Protein-ligand binding affinity (PLBA) prediction is the fundamental task in drug discovery. Recently, various deep learning-based models predict binding affinity by incorporating the three-dimensional (3D) structure of protein-ligand complexes as input and achieving astounding progress. However, due to the scarcity of high-quality training data, the generalization ability of current models is still limited. Although there is a vast amount of affinity data available in large-scale databases such as ChEMBL, issues such as inconsistent affinity measurement labels (i.e. IC50, Ki, Kd), different experimental conditions, and the lack of available 3D binding structures complicate the development of high-precision affinity prediction models using these data. To address these issues, we (i) propose Multi-task Bioassay Pre-training (MBP), a pre-training framework for structure-based PLBA prediction; (ii) construct a pre-training dataset called ChEMBL-Dock with more than 300k experimentally measured affinity labels and about 2.8M docked 3D structures. By introducing multi-task pre-training to treat the prediction of different affinity labels as different tasks and classifying relative rankings between samples from the same bioassay, MBP learns robust and transferrable structural knowledge from our new ChEMBL-Dock dataset with varied and noisy labels. Experiments substantiate the capability of MBP on the structure-based PLBA prediction task. To the best of our knowledge, MBP is the first affinity pre-training model and shows great potential for future development. MBP web-server is now available for free at: https://huggingface.co/spaces/jiaxianustc/mbp.
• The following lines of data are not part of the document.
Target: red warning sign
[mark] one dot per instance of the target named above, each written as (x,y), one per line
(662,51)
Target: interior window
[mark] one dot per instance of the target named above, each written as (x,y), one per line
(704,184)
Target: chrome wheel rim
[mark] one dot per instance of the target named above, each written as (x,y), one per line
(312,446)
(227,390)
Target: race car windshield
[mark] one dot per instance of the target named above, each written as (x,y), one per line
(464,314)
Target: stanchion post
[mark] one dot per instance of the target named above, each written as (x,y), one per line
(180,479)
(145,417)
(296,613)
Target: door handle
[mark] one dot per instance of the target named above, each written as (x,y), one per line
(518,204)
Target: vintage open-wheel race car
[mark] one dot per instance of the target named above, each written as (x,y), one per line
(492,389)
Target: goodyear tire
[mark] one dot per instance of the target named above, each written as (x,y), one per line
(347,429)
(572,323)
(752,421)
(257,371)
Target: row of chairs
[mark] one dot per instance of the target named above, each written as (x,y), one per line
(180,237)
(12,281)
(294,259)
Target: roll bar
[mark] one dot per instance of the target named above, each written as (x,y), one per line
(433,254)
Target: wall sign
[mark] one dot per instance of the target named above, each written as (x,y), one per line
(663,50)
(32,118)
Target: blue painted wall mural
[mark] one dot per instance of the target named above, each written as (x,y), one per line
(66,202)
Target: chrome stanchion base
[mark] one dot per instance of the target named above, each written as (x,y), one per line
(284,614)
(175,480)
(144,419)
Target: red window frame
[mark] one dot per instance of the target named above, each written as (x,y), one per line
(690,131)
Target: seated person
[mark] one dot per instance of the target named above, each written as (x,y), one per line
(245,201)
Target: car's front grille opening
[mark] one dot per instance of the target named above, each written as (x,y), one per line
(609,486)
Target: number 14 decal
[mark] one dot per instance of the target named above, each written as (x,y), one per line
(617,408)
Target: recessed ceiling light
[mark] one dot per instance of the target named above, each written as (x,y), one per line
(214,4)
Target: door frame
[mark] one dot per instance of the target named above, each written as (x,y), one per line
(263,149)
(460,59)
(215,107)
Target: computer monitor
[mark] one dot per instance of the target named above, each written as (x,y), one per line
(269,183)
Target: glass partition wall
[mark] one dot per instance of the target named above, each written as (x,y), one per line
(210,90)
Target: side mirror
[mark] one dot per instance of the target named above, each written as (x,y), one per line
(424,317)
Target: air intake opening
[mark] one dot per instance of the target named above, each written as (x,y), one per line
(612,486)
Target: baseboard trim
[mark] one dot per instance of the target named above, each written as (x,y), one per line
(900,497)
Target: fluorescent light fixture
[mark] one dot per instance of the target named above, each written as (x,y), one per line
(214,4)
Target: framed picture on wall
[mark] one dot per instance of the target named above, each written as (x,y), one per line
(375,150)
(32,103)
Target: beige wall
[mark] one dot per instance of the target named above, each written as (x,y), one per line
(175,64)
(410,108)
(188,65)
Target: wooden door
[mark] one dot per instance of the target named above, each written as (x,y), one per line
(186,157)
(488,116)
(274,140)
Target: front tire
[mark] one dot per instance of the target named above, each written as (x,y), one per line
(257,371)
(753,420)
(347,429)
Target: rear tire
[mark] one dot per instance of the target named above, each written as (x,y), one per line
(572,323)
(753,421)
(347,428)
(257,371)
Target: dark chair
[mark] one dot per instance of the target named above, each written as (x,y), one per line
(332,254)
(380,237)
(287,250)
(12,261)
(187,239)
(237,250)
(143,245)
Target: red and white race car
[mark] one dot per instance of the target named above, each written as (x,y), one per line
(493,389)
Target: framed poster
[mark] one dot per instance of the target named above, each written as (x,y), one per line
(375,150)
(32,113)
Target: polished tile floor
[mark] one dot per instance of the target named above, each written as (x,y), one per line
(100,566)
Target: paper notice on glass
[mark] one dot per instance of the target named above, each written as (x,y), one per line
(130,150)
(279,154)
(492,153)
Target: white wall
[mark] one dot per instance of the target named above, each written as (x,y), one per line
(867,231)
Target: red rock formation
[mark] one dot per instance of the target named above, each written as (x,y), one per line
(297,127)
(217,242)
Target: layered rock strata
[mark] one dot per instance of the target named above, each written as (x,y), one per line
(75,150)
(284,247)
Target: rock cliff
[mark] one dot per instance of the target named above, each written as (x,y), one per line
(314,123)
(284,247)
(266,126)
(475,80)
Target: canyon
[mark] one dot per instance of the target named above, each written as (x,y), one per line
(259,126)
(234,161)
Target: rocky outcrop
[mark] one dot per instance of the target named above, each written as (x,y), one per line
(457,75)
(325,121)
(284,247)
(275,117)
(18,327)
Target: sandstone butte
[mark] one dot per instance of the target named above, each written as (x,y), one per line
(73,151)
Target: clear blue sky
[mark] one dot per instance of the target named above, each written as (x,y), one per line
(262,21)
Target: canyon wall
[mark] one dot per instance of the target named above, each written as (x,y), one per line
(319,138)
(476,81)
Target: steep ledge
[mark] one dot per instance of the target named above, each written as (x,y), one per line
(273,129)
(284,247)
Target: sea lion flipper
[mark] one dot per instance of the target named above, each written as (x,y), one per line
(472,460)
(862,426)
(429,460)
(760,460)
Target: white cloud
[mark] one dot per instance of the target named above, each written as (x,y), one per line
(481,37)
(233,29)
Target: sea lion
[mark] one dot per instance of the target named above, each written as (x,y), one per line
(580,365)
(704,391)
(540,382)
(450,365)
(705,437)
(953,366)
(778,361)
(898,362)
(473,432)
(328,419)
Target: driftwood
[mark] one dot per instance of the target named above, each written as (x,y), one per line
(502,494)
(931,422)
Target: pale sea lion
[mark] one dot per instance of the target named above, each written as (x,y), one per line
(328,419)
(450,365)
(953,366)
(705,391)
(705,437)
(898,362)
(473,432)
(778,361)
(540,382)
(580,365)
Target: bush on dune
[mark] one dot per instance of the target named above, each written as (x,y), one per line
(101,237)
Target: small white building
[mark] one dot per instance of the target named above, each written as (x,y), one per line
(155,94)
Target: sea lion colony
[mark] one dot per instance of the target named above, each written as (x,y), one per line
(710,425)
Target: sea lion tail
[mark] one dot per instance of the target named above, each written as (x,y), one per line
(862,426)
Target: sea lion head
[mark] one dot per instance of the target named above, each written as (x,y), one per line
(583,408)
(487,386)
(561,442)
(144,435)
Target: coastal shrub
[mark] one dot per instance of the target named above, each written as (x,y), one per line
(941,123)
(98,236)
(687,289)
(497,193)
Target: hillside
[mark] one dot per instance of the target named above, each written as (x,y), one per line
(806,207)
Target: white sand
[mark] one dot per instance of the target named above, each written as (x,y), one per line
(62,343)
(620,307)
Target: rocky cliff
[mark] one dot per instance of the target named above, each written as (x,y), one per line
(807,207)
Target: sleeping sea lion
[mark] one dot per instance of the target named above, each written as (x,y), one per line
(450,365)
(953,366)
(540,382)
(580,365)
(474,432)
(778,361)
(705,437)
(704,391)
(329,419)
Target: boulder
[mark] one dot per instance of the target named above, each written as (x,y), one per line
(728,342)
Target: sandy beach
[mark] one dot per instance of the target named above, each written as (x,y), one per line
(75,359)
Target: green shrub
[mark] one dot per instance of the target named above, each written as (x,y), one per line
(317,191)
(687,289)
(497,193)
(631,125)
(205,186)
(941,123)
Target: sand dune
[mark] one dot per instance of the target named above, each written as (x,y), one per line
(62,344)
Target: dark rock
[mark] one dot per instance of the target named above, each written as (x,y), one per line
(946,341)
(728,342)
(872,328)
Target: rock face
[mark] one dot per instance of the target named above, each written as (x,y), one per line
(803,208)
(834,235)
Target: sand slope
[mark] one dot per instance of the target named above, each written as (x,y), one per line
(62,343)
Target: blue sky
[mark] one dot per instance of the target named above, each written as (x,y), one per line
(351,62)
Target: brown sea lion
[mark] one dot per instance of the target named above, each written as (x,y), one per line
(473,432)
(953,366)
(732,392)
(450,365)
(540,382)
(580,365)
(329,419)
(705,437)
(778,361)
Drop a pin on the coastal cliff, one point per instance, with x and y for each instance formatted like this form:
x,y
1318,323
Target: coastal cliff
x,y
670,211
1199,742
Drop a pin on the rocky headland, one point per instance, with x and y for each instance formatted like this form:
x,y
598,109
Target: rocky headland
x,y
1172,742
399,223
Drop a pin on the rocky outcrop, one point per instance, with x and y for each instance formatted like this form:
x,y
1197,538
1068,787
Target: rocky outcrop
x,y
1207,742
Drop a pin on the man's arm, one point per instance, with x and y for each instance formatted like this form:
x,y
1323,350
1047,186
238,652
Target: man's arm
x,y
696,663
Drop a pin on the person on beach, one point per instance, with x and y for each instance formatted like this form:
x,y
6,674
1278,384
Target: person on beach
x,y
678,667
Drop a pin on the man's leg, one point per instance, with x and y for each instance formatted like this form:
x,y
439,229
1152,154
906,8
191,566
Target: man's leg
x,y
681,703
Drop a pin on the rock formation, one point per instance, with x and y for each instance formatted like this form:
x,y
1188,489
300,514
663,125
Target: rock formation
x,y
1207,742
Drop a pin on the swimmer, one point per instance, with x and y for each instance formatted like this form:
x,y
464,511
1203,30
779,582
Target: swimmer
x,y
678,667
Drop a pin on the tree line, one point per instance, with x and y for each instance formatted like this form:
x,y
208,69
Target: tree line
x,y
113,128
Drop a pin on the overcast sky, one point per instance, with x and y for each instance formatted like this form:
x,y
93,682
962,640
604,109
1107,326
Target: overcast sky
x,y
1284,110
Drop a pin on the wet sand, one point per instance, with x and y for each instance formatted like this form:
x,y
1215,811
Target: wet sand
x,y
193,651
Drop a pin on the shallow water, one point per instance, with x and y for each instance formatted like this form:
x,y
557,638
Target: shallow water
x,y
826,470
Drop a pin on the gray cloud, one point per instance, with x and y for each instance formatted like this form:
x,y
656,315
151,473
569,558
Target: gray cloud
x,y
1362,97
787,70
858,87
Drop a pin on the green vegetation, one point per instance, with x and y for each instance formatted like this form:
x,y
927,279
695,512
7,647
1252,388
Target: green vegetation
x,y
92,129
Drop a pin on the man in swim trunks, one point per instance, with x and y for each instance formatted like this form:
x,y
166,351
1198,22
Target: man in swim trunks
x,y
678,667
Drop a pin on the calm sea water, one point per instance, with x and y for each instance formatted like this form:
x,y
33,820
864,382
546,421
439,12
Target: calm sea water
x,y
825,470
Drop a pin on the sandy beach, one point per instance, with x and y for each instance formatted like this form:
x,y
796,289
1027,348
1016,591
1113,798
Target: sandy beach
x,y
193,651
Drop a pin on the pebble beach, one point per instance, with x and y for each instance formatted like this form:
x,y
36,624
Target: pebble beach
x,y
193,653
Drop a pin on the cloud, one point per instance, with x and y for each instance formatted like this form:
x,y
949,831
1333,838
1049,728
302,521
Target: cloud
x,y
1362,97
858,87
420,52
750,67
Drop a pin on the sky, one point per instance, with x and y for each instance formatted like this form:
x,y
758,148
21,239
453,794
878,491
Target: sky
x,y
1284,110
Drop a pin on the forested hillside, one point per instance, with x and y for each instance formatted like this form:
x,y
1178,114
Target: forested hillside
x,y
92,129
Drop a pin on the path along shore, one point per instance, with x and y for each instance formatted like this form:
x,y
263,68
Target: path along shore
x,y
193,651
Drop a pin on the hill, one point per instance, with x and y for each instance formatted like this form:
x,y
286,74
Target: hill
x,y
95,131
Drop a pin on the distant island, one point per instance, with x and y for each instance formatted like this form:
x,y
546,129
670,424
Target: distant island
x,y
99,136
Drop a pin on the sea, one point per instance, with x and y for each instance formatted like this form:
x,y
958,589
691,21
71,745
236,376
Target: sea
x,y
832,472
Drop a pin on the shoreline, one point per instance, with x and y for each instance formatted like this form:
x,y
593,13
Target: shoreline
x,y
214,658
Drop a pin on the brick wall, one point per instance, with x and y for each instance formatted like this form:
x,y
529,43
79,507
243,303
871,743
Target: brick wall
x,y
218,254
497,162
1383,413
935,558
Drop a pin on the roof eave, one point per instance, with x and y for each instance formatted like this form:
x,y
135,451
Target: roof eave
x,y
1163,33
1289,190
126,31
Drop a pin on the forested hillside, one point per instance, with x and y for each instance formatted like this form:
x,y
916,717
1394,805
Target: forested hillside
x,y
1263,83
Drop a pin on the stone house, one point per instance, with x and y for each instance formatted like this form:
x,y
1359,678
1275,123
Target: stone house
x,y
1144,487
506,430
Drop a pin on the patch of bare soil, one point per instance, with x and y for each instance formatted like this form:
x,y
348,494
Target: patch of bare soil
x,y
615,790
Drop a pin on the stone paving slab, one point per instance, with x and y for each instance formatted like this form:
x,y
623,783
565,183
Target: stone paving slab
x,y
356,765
Keywords: bioassay; graph neural network; pre-training; protein–ligand binding affinity.

Figure 1

A real example of bioassay data in ChEMBL. (1) The top three panels show an example where the same protein–ligand pair have different binding affinities with assay 1–3 in terms of measurement type (IC50 versus Ki) and value (IC50=10 nM versus IC50=7600 nM). (2) The bottom two panels show an example of the binding of different ligands (Ligand 1 and 2) to a protein in the same assay (assay 3).

Figure 2

The framework of MBP in pre-training and fine-tuning. The solid arrows indicate the flow path of the running examples of AssayID = CHEMBL1216983 during pre-training and PDB ID = 3g2y during fine-tuning.

Figure 3

Shared bottom encoder of MBP. It contains three modules: (A) encoding module, (B) interacting module and (C) read-out module. (D) The detailed GNN model of the ligand/protein encoder in the encoding module.

Figure 4

Comparison of ChEMBL-Dock with PDBbind and CrossDocked on label and structure.

Figure 5

Performance improvements of baselines and MBP on the PDBbind benchmark when training on general set.

Figure 6

Performance of MBP on 4366 data that are unavailable in the PDBbind v2016 training set.

Figure 7

Test RMSE and MAE of MBP on the PDBbind core set with varying weight coefficients of the regression loss.

Figure 8

Interaction weight visualization and analysis for data 3zt2. (A) Protein–ligand residue–atom interaction weight before training. (B) Protein–ligand residue–atom interaction weight after training. (C) Ligand atom weight before training. (D) Ligand atom weight after training. (E) Protein–ligand detailed interaction visualized by Protein–Ligand Interaction Profiler. The gray dashed lines indicate the hydrophobic interactions and the blue solid lines indicate the hydrogen bonds.

Figure B1

Construction process of ChEMBL-Dock.